Apache Week
   
   Issue 213, 1st September 2000:  

Copyright 1996-2005
Red Hat, Inc.

In this issue


How many weak servers are there?

A report by Eric Murray was released this week based on the results of a random sample of over 8000 secure web servers. Surprisingly, only two thirds of sites surveyed were found to have adequate ("strong") encryption. Eric defined strong sites as those that support TLS v1 or SSL v3, support 128 bit ciphers, and have valid non-expired third-party certificates.

The June 2000 Netcraft SSL survey (requires paid subscription) found that 78% of sites they surveyed were capable of strong encryption, and the trend is up from only 67% one year earlier. There is no excuse for sites to have weak encryption since full-strength servers are available world-wide, commercial and free.


In the news

No more IP addresses for virtual hosts

ARIN, one of the organisations responsible for administration and registration of IP addresses, have recently changed their policy so that they will no longer issue IP addresses to be used for IP-based virtual hosting. The HTTP/1.1 protocol added a new feature to enable multiple sites to be run on a single IP address, since HTTP/1.1 browsers send the name of the host or site they want to contact as a Host: header. This is called a "name-based" virtual host. Some older browsers send the Host: header even though they are not fully HTTP/1.1 compliant.

Name-based virtual hosts work well for most sites, and modules such as the mass virtual hosting module, mod_vhost_alias can allow huge numbers of name-based virtual hosts on a single IP address. However the problem is when sites try to use SSL for security. Because of the way the SSL protocol works, each secure site that has it's own name needs it's own IP address. If you are running ten secure sites you will need ten different IP addresses. Changes have been proposed to allow name-based SSL virtual hosting, but these are not yet implemented in browsers or servers. Until this is widely implemented, sites with multiple SSL virtual hosts will have to argue they are a special case when requesting IP addresses.

Can 'Open Source' Bridge the Software Gap?

The New York Times this week contains a story about open source software, specifically highlighting Linux and Apache. The article includes a picture of some of the Apache code and one of the Apache founders, Brian Behlendorf.

Of the estimated five million software programmers worldwide, Mr. Behlendorf figures that fewer than 50,000 participate in open-source projects. "The goal is to bring what works from open source into this other 99 percent of the programming community," he said.

Apache Velocity announced

Apache Velocity is a clean room implementation of the Java based MVC template engine WebMacro. Velocity is an alternative to other template technologies such as JSP and is released under the Apache Software Foundation license.


Featured articles

In this section we highlight some of the latest articles on the web that are of interest to Apache users.

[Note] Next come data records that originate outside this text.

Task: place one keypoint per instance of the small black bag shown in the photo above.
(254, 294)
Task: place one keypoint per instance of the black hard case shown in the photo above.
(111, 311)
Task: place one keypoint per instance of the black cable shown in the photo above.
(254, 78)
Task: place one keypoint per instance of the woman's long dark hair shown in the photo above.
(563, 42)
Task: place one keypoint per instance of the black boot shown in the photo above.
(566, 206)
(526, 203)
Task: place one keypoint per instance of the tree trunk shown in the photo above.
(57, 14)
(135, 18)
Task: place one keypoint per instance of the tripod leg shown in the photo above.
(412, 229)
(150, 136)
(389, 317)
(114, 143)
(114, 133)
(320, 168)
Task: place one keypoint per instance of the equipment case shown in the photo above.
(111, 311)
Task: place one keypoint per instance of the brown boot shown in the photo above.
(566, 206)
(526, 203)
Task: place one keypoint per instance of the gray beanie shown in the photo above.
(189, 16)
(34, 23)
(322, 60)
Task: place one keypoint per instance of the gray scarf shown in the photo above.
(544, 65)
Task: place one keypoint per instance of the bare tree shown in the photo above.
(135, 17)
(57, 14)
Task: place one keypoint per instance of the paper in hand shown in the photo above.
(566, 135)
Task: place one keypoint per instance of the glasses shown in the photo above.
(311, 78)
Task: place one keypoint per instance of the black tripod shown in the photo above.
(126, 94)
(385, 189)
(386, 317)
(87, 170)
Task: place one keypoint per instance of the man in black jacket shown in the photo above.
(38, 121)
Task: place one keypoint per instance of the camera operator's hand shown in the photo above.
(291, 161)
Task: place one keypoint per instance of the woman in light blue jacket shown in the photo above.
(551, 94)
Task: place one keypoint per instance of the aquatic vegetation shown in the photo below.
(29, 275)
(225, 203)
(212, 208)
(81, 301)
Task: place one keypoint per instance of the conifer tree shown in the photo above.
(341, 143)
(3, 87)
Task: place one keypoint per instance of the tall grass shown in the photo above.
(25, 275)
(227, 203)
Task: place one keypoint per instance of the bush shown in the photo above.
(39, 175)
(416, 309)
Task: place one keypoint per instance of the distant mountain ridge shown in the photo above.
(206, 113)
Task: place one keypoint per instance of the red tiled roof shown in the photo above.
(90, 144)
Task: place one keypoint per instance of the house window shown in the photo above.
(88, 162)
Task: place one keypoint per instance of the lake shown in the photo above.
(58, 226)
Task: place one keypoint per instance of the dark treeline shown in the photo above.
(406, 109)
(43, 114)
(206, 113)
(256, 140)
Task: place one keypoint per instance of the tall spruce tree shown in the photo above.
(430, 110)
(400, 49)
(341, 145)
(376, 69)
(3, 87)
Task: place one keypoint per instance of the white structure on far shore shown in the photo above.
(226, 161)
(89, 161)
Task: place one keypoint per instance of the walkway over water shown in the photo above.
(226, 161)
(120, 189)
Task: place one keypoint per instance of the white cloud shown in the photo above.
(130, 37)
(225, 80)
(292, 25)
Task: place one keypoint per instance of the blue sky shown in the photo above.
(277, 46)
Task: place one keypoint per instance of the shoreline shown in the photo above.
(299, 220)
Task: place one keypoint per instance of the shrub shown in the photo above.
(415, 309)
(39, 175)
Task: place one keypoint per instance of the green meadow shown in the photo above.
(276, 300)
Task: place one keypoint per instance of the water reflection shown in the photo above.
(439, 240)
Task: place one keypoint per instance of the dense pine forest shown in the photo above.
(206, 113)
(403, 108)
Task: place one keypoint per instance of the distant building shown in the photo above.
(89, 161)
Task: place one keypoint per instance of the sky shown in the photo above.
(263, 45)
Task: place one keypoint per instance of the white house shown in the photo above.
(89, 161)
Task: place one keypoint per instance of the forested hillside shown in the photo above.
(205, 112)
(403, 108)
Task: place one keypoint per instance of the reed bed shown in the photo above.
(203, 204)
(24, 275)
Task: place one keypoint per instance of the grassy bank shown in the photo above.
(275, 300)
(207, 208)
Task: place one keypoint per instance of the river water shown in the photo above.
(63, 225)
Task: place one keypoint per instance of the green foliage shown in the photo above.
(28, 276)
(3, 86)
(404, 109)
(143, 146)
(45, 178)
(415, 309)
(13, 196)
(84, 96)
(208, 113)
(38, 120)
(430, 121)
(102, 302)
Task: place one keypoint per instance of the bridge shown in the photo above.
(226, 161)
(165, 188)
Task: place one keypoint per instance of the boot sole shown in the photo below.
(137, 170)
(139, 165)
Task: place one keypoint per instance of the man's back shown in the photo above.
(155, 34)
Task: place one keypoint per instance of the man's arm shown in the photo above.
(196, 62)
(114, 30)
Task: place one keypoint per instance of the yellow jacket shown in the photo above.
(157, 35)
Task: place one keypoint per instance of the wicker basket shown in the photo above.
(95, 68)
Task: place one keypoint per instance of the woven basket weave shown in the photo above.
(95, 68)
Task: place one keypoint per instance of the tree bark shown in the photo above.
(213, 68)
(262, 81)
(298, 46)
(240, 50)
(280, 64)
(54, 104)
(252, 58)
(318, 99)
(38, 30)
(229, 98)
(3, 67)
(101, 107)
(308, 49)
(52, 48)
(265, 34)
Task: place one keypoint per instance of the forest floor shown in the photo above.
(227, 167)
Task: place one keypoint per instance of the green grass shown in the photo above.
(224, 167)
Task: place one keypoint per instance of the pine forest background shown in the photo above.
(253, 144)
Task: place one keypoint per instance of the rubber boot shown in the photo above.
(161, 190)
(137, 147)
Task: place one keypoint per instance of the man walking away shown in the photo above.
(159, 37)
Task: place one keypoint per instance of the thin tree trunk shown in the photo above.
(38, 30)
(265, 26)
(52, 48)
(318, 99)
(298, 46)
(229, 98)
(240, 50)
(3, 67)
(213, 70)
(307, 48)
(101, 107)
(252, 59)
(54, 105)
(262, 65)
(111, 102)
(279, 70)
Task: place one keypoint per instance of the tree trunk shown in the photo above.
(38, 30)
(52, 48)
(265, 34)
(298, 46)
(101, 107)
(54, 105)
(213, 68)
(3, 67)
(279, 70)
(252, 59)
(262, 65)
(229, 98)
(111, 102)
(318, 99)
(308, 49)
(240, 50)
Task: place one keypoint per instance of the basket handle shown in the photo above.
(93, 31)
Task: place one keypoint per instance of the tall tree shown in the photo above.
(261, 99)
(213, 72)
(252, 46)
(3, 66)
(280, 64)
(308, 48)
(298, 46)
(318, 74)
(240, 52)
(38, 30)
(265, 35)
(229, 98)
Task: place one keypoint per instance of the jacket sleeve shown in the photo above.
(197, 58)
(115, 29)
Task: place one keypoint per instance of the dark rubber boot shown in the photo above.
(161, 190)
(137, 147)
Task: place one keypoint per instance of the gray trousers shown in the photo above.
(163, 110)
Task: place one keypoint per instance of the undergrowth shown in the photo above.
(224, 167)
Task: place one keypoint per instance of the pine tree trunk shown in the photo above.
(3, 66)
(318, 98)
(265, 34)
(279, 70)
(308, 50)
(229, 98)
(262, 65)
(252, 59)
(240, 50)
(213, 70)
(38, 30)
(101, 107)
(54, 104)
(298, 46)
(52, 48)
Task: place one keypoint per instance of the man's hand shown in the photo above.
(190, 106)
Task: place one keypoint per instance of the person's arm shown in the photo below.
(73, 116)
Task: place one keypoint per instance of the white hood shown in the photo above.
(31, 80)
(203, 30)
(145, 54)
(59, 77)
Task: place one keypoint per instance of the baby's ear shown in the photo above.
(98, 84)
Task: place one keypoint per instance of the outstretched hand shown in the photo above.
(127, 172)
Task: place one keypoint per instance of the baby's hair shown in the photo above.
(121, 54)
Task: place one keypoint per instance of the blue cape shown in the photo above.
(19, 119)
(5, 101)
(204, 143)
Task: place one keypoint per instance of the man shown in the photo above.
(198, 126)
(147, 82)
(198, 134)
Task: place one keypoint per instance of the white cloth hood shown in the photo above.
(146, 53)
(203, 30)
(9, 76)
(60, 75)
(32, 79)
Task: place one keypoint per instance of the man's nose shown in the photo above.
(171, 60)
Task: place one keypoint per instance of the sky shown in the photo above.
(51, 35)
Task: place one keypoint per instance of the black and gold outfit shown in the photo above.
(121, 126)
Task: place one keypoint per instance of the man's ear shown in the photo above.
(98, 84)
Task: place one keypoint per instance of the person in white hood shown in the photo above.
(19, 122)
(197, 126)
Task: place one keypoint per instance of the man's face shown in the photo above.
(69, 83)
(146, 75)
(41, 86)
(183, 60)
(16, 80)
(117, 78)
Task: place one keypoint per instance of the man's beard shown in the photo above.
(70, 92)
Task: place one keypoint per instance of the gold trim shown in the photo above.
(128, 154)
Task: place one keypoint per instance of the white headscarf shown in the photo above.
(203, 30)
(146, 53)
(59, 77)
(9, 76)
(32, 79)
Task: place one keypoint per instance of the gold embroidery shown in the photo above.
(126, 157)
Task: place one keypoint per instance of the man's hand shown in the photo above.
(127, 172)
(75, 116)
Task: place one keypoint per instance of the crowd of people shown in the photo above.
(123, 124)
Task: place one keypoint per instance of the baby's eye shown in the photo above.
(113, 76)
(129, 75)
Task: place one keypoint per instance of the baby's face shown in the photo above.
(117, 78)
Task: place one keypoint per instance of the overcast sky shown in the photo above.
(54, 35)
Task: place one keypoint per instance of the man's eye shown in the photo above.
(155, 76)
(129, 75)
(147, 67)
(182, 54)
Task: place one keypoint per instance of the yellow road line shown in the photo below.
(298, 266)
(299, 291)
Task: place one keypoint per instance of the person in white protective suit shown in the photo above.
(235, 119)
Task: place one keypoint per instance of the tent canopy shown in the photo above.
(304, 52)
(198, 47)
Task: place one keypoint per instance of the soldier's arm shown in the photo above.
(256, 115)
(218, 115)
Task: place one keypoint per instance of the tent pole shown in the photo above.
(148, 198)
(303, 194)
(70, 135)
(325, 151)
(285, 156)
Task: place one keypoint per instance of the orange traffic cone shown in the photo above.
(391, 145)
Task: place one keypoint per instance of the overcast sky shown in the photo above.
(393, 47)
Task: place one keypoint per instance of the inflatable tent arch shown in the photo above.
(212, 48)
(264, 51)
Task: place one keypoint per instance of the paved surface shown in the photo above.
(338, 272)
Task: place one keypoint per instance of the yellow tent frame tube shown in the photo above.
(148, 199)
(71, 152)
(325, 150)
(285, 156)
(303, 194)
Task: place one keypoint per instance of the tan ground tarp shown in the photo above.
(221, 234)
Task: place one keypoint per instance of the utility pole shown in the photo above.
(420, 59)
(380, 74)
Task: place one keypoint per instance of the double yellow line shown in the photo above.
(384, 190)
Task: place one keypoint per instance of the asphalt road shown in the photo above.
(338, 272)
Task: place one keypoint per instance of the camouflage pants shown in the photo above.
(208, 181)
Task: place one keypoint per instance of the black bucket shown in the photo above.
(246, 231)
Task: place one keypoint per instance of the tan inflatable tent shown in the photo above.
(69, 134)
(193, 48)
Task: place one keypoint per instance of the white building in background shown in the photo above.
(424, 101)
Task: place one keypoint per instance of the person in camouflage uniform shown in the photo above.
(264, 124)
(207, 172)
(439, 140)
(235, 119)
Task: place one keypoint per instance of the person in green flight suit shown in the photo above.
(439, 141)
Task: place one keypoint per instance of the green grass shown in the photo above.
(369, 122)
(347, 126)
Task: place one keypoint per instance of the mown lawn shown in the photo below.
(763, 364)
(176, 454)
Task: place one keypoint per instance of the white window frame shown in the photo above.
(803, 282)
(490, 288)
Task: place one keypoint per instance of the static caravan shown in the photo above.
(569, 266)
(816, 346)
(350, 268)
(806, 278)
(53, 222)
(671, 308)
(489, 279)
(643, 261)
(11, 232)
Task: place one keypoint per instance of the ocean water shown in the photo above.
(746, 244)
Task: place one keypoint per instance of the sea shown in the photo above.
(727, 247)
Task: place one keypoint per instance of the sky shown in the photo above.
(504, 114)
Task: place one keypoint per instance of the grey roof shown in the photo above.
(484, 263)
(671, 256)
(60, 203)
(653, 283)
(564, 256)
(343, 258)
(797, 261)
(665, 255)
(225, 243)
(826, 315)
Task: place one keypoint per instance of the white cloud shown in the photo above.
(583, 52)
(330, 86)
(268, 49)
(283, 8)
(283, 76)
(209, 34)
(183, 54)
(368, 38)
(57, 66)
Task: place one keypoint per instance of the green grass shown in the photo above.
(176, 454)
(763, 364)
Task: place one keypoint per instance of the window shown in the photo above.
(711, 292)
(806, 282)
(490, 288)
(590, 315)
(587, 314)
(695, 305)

The Developer Shed continues it's PHP series, PHP 101 with a look at form-processing capabilities, and an introduction to the comparison and logical operators and the "if-else" and "switch" family of conditional statements. Continuing with the PHP theme is the Intranet Design Magazine with their guide to "What's New in PHP4". The article takes a glance at the most important and useful additions to the language since PHP3 and how to integrate Java.

CNET Builder.com looks at "Setting up CGI with SSI and Apache"; covering the basics of writing and running CGI scripts and using Server Side Includes.